A Cayman Islands case involving a huge damages claim against a fund administrator, Primeo Fund v Bank of Bermuda and HSBC Securities, is now on its way to the Privy Council with an appeal likely to be heard in 2020. Much of the interest in the case relates to the findings of the Cayman Islands Court of Appeal on the rule against the recovery of “reflective loss”, which ultimately resulted in the failure of the claims (for some US$2 billion of damages), as the loss incurred by Primeo Fund (the Fund) was reflective of loss suffered by companies in which the Fund was a shareholder.
However, the decision is also of interest to fund administrators and other service providers who have service agreements containing exclusion clauses in respect of liability caused other than by wilful default or gross negligence. These clauses are particularly common in offshore service contacts, engagement agreements and trust deeds and provide valuable protection to offshore professionals and trustees and their indemnity insurers.
- Bank of Bermuda (Cayman) Limited (BOB) was the administrator and HSBC Securities Services (Luxembourg) SA (HSBC) was the custodian in respect of the Fund, which made investments in a managed account with Bernard L Madoff Investment Securities LLC (BLMIS).
- The brokerage agreements between the Fund and BLMIS gave BLMIS complete discretion to buy and sell investments, without reference to the Fund.
- The administration agreement required BOB to calculate the net asset value (NAV) of the Fund on each valuation day, subject to a standard exclusion of liability clause in the absence of “gross negligence or wilful default”.

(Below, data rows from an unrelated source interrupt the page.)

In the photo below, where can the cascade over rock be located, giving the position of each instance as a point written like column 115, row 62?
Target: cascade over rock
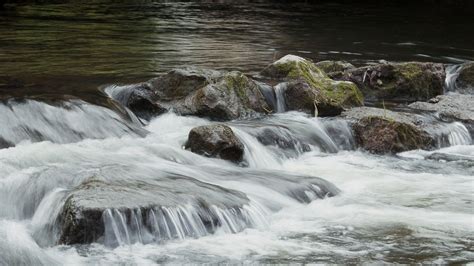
column 382, row 131
column 465, row 78
column 451, row 107
column 150, row 206
column 215, row 141
column 407, row 82
column 196, row 91
column 334, row 69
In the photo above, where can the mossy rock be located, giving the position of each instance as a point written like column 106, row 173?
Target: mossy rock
column 334, row 69
column 217, row 141
column 384, row 131
column 382, row 135
column 402, row 82
column 232, row 96
column 309, row 87
column 466, row 76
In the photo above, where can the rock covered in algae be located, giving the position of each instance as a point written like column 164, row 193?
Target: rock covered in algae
column 383, row 131
column 406, row 82
column 215, row 141
column 309, row 89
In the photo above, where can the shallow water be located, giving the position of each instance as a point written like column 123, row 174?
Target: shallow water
column 414, row 207
column 395, row 209
column 132, row 40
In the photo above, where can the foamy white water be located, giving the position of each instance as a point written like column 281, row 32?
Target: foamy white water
column 408, row 208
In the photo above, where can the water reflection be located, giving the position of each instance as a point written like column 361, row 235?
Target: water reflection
column 130, row 40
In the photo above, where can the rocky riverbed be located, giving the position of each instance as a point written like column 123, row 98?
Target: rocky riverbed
column 197, row 154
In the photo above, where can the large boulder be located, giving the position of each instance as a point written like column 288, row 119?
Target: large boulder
column 450, row 107
column 309, row 89
column 128, row 204
column 139, row 98
column 337, row 96
column 180, row 82
column 195, row 91
column 461, row 78
column 145, row 210
column 232, row 96
column 334, row 69
column 383, row 131
column 401, row 82
column 215, row 141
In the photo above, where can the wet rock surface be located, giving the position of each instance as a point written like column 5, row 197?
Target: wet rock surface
column 451, row 107
column 402, row 82
column 382, row 131
column 310, row 90
column 85, row 212
column 215, row 141
column 334, row 69
column 196, row 91
column 465, row 79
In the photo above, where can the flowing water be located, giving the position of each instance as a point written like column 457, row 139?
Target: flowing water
column 59, row 129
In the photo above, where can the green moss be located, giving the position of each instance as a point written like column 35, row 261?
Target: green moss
column 466, row 75
column 237, row 82
column 410, row 70
column 345, row 93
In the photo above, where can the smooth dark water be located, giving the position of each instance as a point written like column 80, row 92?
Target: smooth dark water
column 84, row 45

- BLMIS’ management of the investment, and the secrecy employed by Madoff in respect of his business dealings, meant that the only documentary evidence of trades available to BOB took the form of individual trade confirmations and month-end statements from BLMIS itself.
The administrator’s shortcomings
At trial, the judge found that BOB had been guilty of gross negligence in its performance of the NAV calculations. In particular, whilst BOB could not be faulted when it came to confirming the pricing of assets, it had failed adequately to verify the existence of those assets in circumstances where its only information had come from BLMIS itself.

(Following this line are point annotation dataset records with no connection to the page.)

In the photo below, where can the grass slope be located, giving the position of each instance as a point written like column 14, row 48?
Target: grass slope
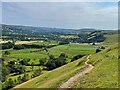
column 105, row 73
column 55, row 77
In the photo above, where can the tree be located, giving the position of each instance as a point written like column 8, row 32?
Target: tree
column 51, row 56
column 19, row 79
column 6, row 53
column 10, row 83
column 42, row 61
column 32, row 65
column 36, row 73
column 24, row 62
column 51, row 64
column 98, row 50
column 5, row 72
column 25, row 77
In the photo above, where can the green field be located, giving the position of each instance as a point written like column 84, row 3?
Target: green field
column 105, row 73
column 70, row 50
column 110, row 39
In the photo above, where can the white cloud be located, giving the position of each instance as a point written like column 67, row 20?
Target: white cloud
column 63, row 15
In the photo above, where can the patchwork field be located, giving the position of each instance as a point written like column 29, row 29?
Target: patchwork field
column 105, row 73
column 70, row 50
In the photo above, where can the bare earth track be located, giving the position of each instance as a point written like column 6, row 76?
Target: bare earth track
column 68, row 83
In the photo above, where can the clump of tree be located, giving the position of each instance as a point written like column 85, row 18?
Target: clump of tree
column 36, row 73
column 63, row 42
column 7, row 45
column 98, row 50
column 76, row 57
column 56, row 62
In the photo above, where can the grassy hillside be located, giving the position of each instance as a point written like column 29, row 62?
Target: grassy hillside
column 70, row 50
column 55, row 77
column 73, row 49
column 105, row 73
column 110, row 39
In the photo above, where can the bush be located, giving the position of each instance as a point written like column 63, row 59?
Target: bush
column 98, row 50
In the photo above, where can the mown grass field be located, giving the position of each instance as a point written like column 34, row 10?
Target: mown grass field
column 105, row 72
column 55, row 78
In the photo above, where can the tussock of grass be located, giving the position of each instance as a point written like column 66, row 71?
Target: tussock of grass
column 56, row 77
column 105, row 73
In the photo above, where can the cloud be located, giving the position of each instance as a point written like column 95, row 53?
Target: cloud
column 63, row 15
column 60, row 0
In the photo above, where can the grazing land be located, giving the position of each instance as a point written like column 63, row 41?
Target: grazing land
column 55, row 58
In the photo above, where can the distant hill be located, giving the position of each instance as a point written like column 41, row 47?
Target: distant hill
column 104, row 74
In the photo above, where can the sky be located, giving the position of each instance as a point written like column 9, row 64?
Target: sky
column 74, row 15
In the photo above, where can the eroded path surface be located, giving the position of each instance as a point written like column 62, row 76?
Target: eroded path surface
column 68, row 83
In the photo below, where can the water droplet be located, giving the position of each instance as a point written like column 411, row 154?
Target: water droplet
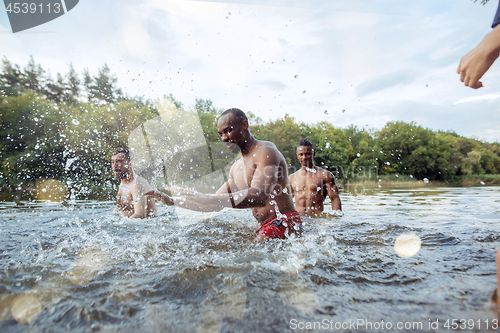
column 407, row 245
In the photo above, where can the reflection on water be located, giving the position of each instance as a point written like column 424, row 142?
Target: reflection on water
column 398, row 255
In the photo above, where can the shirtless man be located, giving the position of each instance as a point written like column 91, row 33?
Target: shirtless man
column 311, row 185
column 258, row 180
column 130, row 199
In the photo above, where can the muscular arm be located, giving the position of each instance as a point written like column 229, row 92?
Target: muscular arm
column 333, row 191
column 475, row 63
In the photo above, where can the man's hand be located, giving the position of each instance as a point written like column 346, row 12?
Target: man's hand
column 160, row 196
column 475, row 63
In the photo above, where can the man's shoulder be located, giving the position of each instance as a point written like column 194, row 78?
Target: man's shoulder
column 141, row 182
column 325, row 174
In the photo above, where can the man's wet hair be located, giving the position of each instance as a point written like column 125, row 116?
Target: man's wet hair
column 237, row 113
column 124, row 151
column 305, row 142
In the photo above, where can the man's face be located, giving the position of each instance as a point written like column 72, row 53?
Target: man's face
column 120, row 165
column 229, row 130
column 305, row 155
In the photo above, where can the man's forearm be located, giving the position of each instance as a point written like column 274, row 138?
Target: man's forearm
column 336, row 204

As noted by the Court of Appeal, “in financial terms, the books and records maintained by [BOB] and the accounts it generated as at each valuation day were almost entirely dependent upon information received from BLMIS. These accounts were reconciled with the month end statements received from BLMIS as part of the process of determining the total NAV.”

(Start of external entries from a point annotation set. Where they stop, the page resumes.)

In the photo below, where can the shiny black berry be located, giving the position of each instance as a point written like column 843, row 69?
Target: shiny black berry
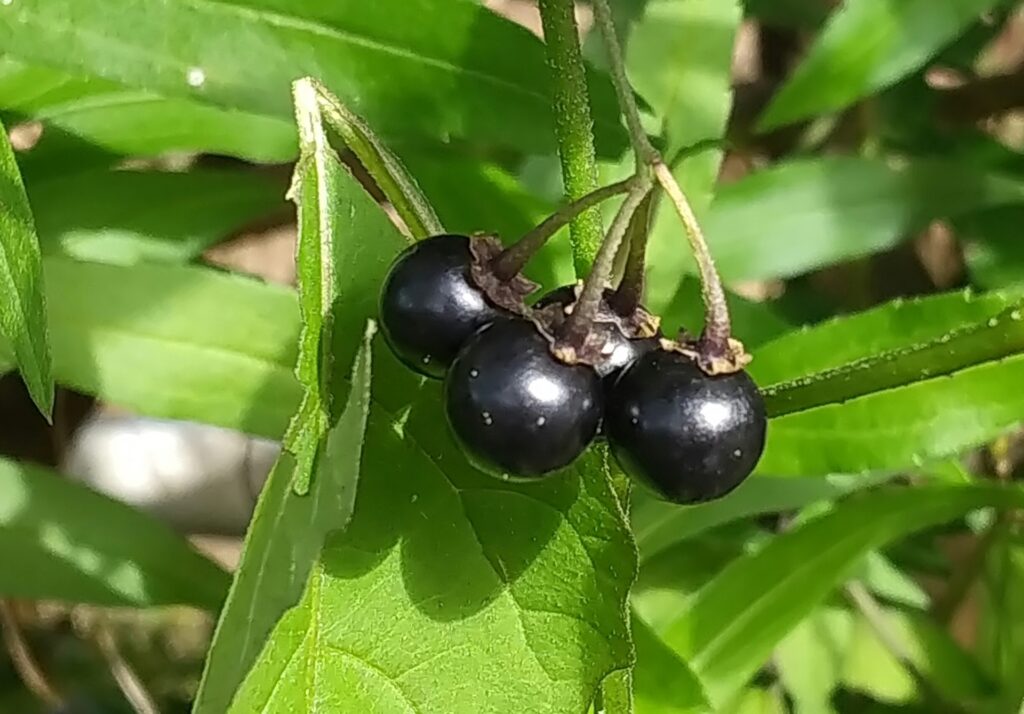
column 429, row 305
column 689, row 436
column 517, row 411
column 619, row 350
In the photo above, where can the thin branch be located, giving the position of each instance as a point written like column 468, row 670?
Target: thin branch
column 25, row 664
column 128, row 681
column 515, row 257
column 573, row 124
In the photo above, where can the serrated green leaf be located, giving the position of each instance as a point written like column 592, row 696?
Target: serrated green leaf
column 680, row 58
column 346, row 244
column 446, row 577
column 730, row 627
column 436, row 69
column 865, row 46
column 127, row 216
column 62, row 541
column 138, row 123
column 804, row 214
column 23, row 303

Whilst at first this constituted mere negligence (when BOB could rely on the unqualified reports of the Fund’s auditors, EY), it transformed to gross negligence when Bank of Bermuda became aware that the auditors were not prepared to accept information coming from BLMIS, yet BOB continued to rely on such information. The trial judge considered that BOB’s continued willingness to rely on single source information from BLMIS represented a “serious disregard of the risks”.
Both the Fund and BOB appealed the trial judge’s findings on negligence: the Fund, on the basis that BOB had been guilty of gross negligence from an earlier point in time; and BOB, on the basis that it had never been negligent and certainly had not been grossly negligent, even after the concerns raised by the auditors.
What constitutes gross negligence?
In the Court of Appeal, BOB argued that it had not disregarded the risks, but had in fact had due regard to them, weighing them up before ultimately deciding that the risks were acceptable. The Court of Appeal found, however, that gross negligence did not depend on BOB having disregarded the risks: “It is the failure to take the steps which a reasonably competent administrator would take which constitutes negligence (or gross negligence), not necessarily the failure to think about it”.
Analysing the difference between negligence and gross negligence, the Court of Appeal found that gross negligence meant “simply ‘very great’, ‘extreme’ or ‘flagrant’ negligence” and that the difference was one of degree. It upheld the trial judge’s findings that BOB had been grossly negligent in relying on single source information from BLMIS after it became aware of the auditor’s concerns.
BOB was therefore denied the protection of the exclusion clause under the administration agreement. The only thing standing between it and liability for the loss suffered by the Fund was the application of the rule against reflective loss.
Whilst determining whether particular conduct by a service provider amounts to gross negligence will always turn on the particular facts, and the court’s assessment of the evidence, the Cayman Court of Appeal’s decision demonstrates that broad liability exclusions can be overcome and that in appropriate cases, courts will make a finding of gross negligence. In this case, were it not for the finding on reflective loss (which is subject to appeal), the fund administrator could have found itself on the wrong end of a substantial judgment.